I: In che modo secondo te la città di Perugia potrebbe essere più inclusiva nei confronti dei suoi cittadini?
A: Secondo me… se non fosse per l’aspetto universitario, molto particolare che Perugia ha, no. Nel senso le persone che nascono e crescono qui, secondo me, per una mia visione sono abituate ad un certo tipo di stile di vita. Quindi, a livello inclusivo forse te ne rendi conto solo quando sei effettivamente un po’ più grosso per poterlo dire. Ad oggi io personalmente, non mi sento inclusiva, ma nemmeno troppo il contrario. Nel senso, un po’ una via di mezzo che però tende ad essere appunto un po’ introversa come città, molto riservata.
I: Che significato ha per te la parola “pregiudizio”.
A: Eh… boh, io vengo da una città del sud e come penso anche tu (intervistatore), un po’ si sente questa cosa qui, ma come anche magari in generale c’è sempre stato, un pregiudizio di fondo nei confronti di quelli del sud. Non escludo il viceversa, perché chiaramente anche da parte nostra diciamo… c’è una sorta di pregiudizio che credo sia una conseguenza del pregiudizio del nord nei confronti di quelli del sud. Quindi prima di tutto per me significa questo, na questione di pregiudizio territoriale in base al fatto che se vengo dal sud ho una marcia in meno, non so… sono più incapace a capire delle cose, perché veniamo considerati un po’ all’antica sotto un po’ di punti di vista.
I: Quando ti presenti con una nuova persona, quanta importanza dai alle prime impressioni?
A: Mmh… Non saprei… Il modo di porsi di una persona, il modo con cui parla, il peso che, magari, dà alle parole… Non so… Perché magari parlare ad esempio del modo con cui si veste, come porta i capelli, quello è uno stile di vita, non credo rientri o potrebbe rientrare nei pregiudizi, si, ma non è il mio caso. Non sento di appartenere a questo, quanto più ai modi di fare. Più ad un linguaggio non verbale, ad una questione di carattere.
I: Nella vita di tutti i giorni sei sempre riuscita\o a manifestare quello che realmente sentivi di essere?

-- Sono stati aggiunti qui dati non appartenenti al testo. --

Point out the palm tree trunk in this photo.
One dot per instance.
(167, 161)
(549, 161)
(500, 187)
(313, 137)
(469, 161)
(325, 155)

A: No, nel senso, ci sono state delle situazioni in cui ho preferito magari accantonare, l’essere me stessa, magari far vedere parte di me che magari non era il caso di far vedere, manifestando uno spirito di adattamento alla cosa che purtroppo, per fortuna, uno deve avere. Quindi la risposta sarebbe no, ma avrei tanto voluto farlo, ahahahah.
I: Secondo te in che modo l’età di una persona pregiudica la sua competenza lavorativa?
A: Io credo che sia chiaro, perlomeno lo vedo con i miei amici, lo vedo in generale che la persona giovane che esce magari dall’università o che non la frequenta perché ha delle doti pratiche molto elevate, non viene considerata proprio perché è giovane. Ed è questo il motivo, si dice sempre ma tu sei piccolo devi ancora crescere, da sempre ci dicono questa cosa; ed è come se questa cosa si fosse ripercossa su tutti gli ambiti della vita, ed è fastidioso… perché è come minimizzare le qualità di qualcuno a livello pratico e anche teorico. Detto da una persona adulta che prima di noi è passata per l’età giovane, è una cosa spiacevole, soprattutto perché probabilmente quella persona a suo tempo ha avuto a che fare con persone più grandi di lui che gli hanno detto la stessa cosa, il fatto che si ripeta in continuazione il pregiudizio del giovane, è un problema grosso, ed è segno di un qualcosa che non potrà mai fiorire f inché sarà sempre così, finché non si darà fiducia ai giovani per un determinato lavoro, non sarà mai, ecco non so… è come se si tornasse sempre indietro, invece di andare avanti. Secondo me, gli anziani in questo caso, tra virgolette sempre, vivono un tipo di pregiudizio diverso, non so… se devi insegnare, entri da giovane nell’insegnamento, sei appena uscito dall’università ma che fai? fatti la carriera. Questo è un pregiudizio. Se sei troppo anziano che hai una grande esperienza d’insegnamento alle spalle, sei troppo anziano, vai in pensione che è ora.
I: Quali pensi che siano gli stereotipi più diffusi nell’ambiente che frequenti?
A: Mhm… Lo stereotipo del sesso, sicuramente, lo stereotipo d’età, probabilmente sì. Forse più sullo stile di vita di una persona. Mi vengono in mente questi, che credo siano i principali.
I: Quanto l’immagine del genere maschile e femminile trasmesso dai mass media ha inciso sulla costruzione e consapevolezza della tua identità?
A: Beh, sicuramente c’è un senso di vendetta, no vendetta è troppo crudo, forse un senso di rivalsa nei confronti di tutti coloro che hanno dei pregiudizi, magari nei confronti del sesso femminile sicuramente mi sento di… in qualche modo di dimostrare il contrario, non tanto per loro ma tanto per me stessa, ma non perché io avessi bisogno di sentirmi dire, allora sei donna non sei come tutte quelle che vengono pregiudicate, diciamo, in qualche modo. Non si tratta di me, si tratta più per una questione che sono un essere umano per principio e come tale, indipendentemente se sono maschio o femmina posso e se riesco a fare qualsiasi cosa.
I: Che atteggiamento ha la società nei confronti di persone che vivono con la propria unicità la propria identità di genere?
A: Io credo che dal punto di vista sociale, o per lo meno ci sarebbe sempre dovuta essere l’inclusione di tutte le persone che vivono la propria identità sociale e individuale a modo proprio. Intendo dire che la società avrebbe da sempre dovuto accogliere ogni individuo per quello che è, per lo stile che ha, ma per il semplice fatto che fa parte di un comunità. Quindi da sto punto di vista la società, si sta svegliando nel senso quasi, non lo so, quasi opprimente della cosa, non lo so… non saprei come spiegarla questa cosa, é come se forzassero la cosa. È una forzatura quasi ipocrita, perché ehm… sento una sorta di menefreghismo che però viene mascherato quasi in maniera idiota da questa voglia improvvisa di inclusione che hanno, non ci saremmo dovuti porre neanche il problema su questa cosa, secondo me, e boh… Mi sento di rispondere un po’ così, è una risposta una po’ amara.